Dimanche 5 novembre 2017 :

 

Beline et Ceridwen se rendent  à la clairière pour célébrer Samonios et entendre la décision du Druide sur l'avenir de Rigantona.

 

Un héron mort sur la portion gratuite de l'autoroute, juste à l'embranchement de la sortie vers Valence, un héron qui venait certainement d'être heurté tant sa posture évoquait encore le choc, un héron aux ailes fauchées, ce héron aurait du les alerter. 

Des questions fusent mais encore sans réponse. 

Et pourtant ! Comment avons-nous pu oublier si vite le héron initiatique de l'eau ?

 

La pluie la pluie la pluie, après des mois de sécheresse.

A la sortie de Saint-Nazaire-en-Royans, au sortir d'un virage, une fraction de seconde hors du temps, hors de la conscience : et c'est le choc contre le mur de béton.

 

L'Esprit de l'Eau nous rappelle sans cesse notre nécessaire humilité face aux éléments et la gratitude infinie envers nos Gardiens...

A la fois "initiées et bénies du ciel" dira Ceridwen...

 

NB Saint-Nazaire-en-Royans est réputé pour son aqueduc et se situe au confluent de la Bourne (de *borna, cavité puis source) et de l'Isère.

 

Aqueduc de Saint-Nazaire selon le site de la mairie : 

 

"Pour le jeune Nazairois d’autrefois, sa présence obsédante au-dessus de sa tête était comme un défi permanent.

C’était son Everest à lui qu’il se devait de gravir un jour. Ses aînés lui racontaient  cette traversée héroïque, d’autant plus attirante qu’elle était interdite, et leur récit devenait, à ses yeux, une véritable épopée. Il rêvait de les imiter et d’entreprendre à son tour « le Grand Passage ».

Enfin, arrivait le jour tant attendu où, en compagnie de 2 ou 3 camarades de son âge et souvent d’un « ancien », il se lançait dans la grande aventure. Devant lui se présentait, à la fois tentateur et effrayant, l’étroit trottoir aux pierres inégales, avec, d’un côté, le canal roulant ses flots impétueux et de l’autre, le précipice. Pour seule protection, plus symbolique que réelle, une barrière branlante aux minces barreaux espacés. Nos jeunes garçons s’aventuraient d’un pas hésitant sur la chaussée cahoteuse, le cœur battant, les yeux fixés droit devant eux, agrippés à la main courante, partagés entre l’exaltation et la crainte. Puis, s’enhardissant peu à peu, ils avançaient d’un pas plus assuré et ils pouvaient, furtivement, porter leur regard vers le lointain.

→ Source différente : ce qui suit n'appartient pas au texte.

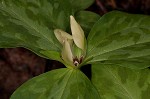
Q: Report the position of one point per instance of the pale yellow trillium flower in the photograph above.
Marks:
(73, 50)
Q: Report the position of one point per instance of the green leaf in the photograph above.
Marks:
(87, 19)
(57, 84)
(115, 82)
(30, 23)
(122, 39)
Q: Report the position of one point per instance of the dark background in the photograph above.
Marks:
(17, 65)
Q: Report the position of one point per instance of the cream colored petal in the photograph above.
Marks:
(62, 35)
(67, 55)
(77, 33)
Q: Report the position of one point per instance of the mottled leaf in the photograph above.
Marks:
(115, 82)
(57, 84)
(122, 39)
(30, 23)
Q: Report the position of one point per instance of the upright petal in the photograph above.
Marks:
(77, 33)
(62, 35)
(67, 55)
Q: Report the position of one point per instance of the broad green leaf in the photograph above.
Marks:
(122, 39)
(30, 23)
(57, 84)
(87, 19)
(115, 82)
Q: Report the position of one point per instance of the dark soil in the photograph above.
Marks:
(17, 65)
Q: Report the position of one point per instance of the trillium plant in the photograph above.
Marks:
(74, 47)
(116, 45)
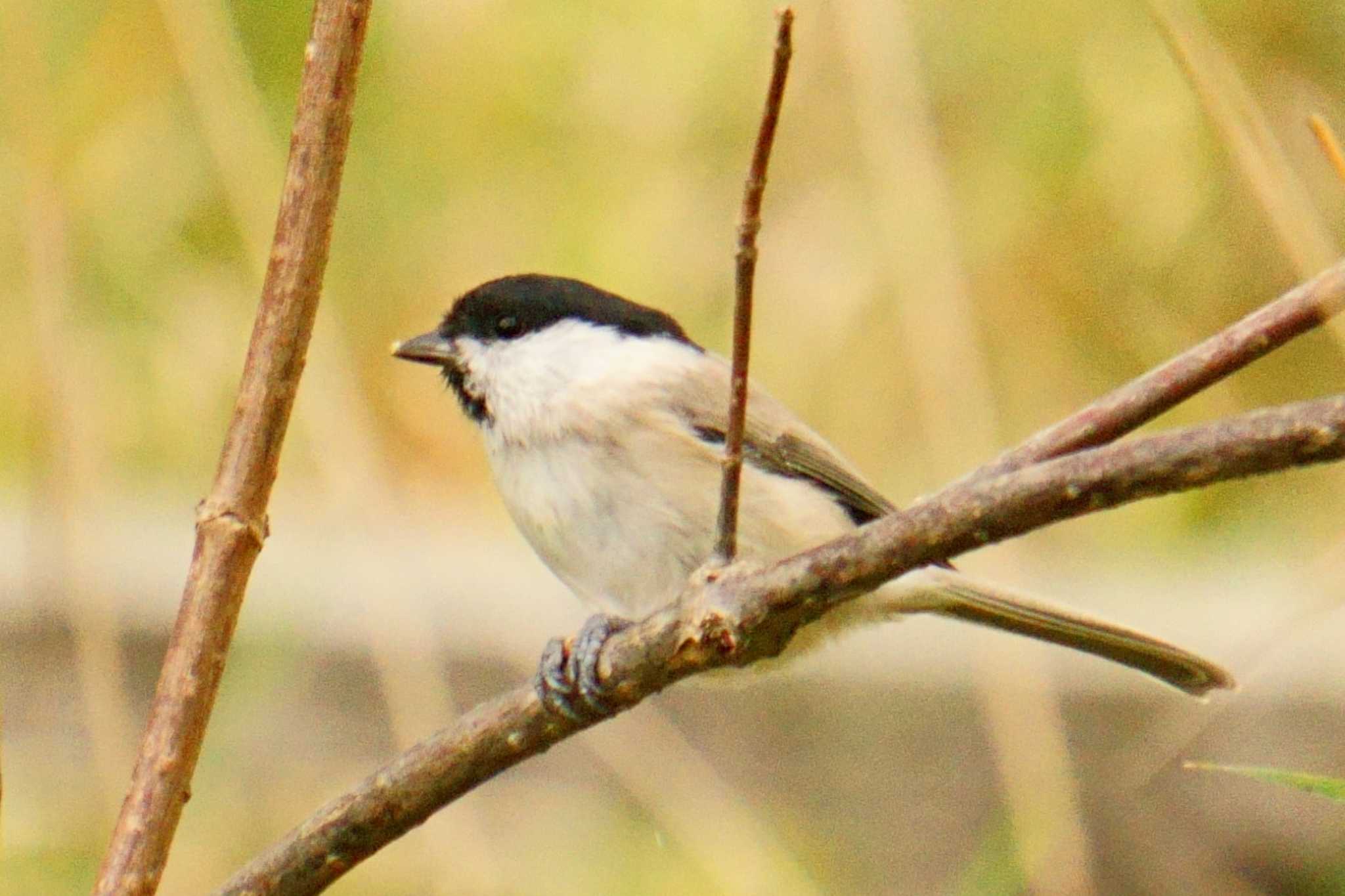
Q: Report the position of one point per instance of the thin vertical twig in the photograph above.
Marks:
(232, 521)
(751, 223)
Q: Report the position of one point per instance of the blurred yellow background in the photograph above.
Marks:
(979, 217)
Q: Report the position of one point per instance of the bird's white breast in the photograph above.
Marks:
(609, 485)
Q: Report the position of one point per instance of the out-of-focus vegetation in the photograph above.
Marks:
(979, 217)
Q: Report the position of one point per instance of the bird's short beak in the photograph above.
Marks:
(430, 349)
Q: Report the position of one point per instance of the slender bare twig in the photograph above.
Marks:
(1129, 408)
(743, 616)
(751, 223)
(1327, 140)
(232, 522)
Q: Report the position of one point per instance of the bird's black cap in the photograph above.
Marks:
(514, 307)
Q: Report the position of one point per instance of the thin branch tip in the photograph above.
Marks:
(745, 258)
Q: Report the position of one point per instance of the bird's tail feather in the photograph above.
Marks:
(965, 598)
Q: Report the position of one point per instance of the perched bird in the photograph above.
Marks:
(604, 425)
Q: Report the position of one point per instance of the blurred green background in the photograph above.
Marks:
(979, 217)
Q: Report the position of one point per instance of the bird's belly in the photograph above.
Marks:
(609, 534)
(625, 534)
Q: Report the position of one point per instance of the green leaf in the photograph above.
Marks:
(1321, 785)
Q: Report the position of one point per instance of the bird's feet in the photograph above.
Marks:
(567, 679)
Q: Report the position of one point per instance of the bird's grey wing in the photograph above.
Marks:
(778, 442)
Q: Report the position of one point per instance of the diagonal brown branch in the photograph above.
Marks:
(1162, 389)
(752, 192)
(740, 617)
(232, 522)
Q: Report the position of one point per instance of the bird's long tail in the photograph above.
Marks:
(953, 594)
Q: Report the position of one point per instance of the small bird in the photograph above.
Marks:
(604, 426)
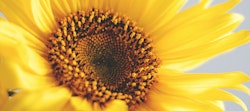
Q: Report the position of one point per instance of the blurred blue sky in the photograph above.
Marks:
(236, 60)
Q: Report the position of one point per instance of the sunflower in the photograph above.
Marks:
(93, 55)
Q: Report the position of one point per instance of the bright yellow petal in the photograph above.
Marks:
(24, 19)
(19, 62)
(41, 100)
(185, 43)
(116, 105)
(3, 96)
(78, 104)
(158, 101)
(63, 7)
(189, 58)
(148, 14)
(43, 16)
(180, 90)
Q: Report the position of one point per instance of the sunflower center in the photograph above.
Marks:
(102, 56)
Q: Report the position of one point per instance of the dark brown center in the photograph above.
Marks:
(102, 56)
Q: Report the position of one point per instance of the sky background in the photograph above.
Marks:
(236, 60)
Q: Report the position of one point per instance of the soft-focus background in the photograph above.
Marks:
(236, 60)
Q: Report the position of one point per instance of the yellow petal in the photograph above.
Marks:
(3, 96)
(116, 105)
(43, 16)
(149, 14)
(197, 83)
(78, 104)
(175, 91)
(191, 57)
(40, 100)
(158, 101)
(23, 19)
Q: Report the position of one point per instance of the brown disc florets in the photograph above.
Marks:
(102, 56)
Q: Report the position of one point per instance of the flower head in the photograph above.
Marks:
(117, 54)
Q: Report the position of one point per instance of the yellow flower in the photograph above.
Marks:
(111, 55)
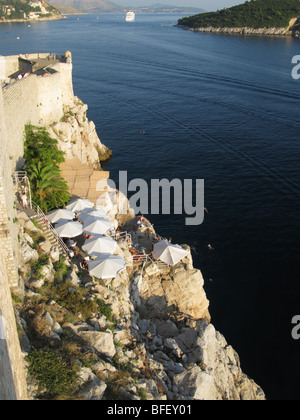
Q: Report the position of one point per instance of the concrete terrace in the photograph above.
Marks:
(83, 180)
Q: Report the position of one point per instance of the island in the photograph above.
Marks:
(265, 17)
(27, 10)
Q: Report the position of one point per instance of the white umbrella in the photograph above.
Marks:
(99, 244)
(68, 229)
(86, 213)
(169, 253)
(56, 215)
(107, 266)
(97, 226)
(79, 204)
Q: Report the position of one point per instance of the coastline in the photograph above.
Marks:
(241, 31)
(45, 19)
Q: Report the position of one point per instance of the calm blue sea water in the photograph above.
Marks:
(214, 107)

Lorsqu’ils arrivaient au « point sublime » où l’aqueduc domine la rivière, où le précipice atteint sa plus grande hauteur, l’émotion s’élevait à son paroxysme. Certains évitaient de regarder le gouffre à leurs pieds; les plus hardis avec un délicieux frisson, laissaient leur regard plonger dans l’abîme. C’était pour tous, un moment inoubliable où chacun de nos aventuriers, par sa victoire sur l’aqueduc, en avait en quelque sorte pris possession; il était devenu « son » aqueduc. La fin du parcours n’était plus qu’un long bonheur, une profonde jubilation, où se mêlaient soulagement et fierté d’avoir surmonté cette épreuve initiatique."

 

 

 

 

 

15 novembre : nous retournons à Saint-Laurent-en-Royans pour une dernière visite à l'épave abandonnée : un magnifique Héron  s'envole à notre approche... et le soleil brille.